I've been learning the basics of tackling system design problems to better prepare myself for these types of questions in interviews. As a junior developer, system design interviews can be intimidating and difficult to feel adequately prepared for because of the open-ended nature and lack of experience/opportunities to put the skills into practice. Developing large-scale systems is no simple feat!
In previous posts, I've written about SQL vs. NoSQL and caching, which are small components to designing large-scale systems. Perhaps I'll make all of these posts into a series someday, titled something like "The (Very) Small Building Blocks of a System Design Interview Written For Beginners By a Beginner."
Thanks for coming to my TED talk! But I do have a topic I want to cover today: CAP Theorem. CAP stands for consistency, availability, and partition tolerance. CAP theorem is the concept that it is impossible for a distributed software system to guarantee all three properties; you can only have two of the three.
When designing your distributed data store, you will have to consider tradeoffs and the needs of your system so you can choose a data management system that will deliver on the properties your application needs most.
What's a distributed system?

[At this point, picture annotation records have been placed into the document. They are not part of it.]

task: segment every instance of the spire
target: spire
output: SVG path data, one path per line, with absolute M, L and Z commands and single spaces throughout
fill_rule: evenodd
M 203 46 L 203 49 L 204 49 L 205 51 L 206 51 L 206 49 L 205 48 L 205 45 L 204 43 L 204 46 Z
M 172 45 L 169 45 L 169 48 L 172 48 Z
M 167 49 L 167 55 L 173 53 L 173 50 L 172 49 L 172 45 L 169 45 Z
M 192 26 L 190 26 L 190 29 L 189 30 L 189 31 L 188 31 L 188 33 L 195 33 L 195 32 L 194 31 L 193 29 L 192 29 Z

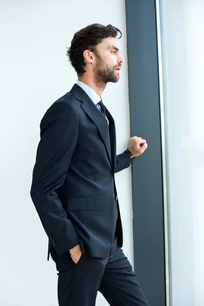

It's a network that stores data on more than one node (either a physical or virtual machine) at the same time. All cloud applications are distributed systems.
Clients will see the same data at the same time, regardless of which node they connect to.
To achieve this, when data is written to one node, it must be immediately replicated or forwarded to all of the other nodes in the system before the write is considered a "success".
If a client makes a request for data, they will get a response even if one or more nodes are down. All of the remaining working nodes in the system will return a valid response for any request.
This is achieved by replicating data across different servers.
A partition is when there is a message loss or partial failure between two nodes.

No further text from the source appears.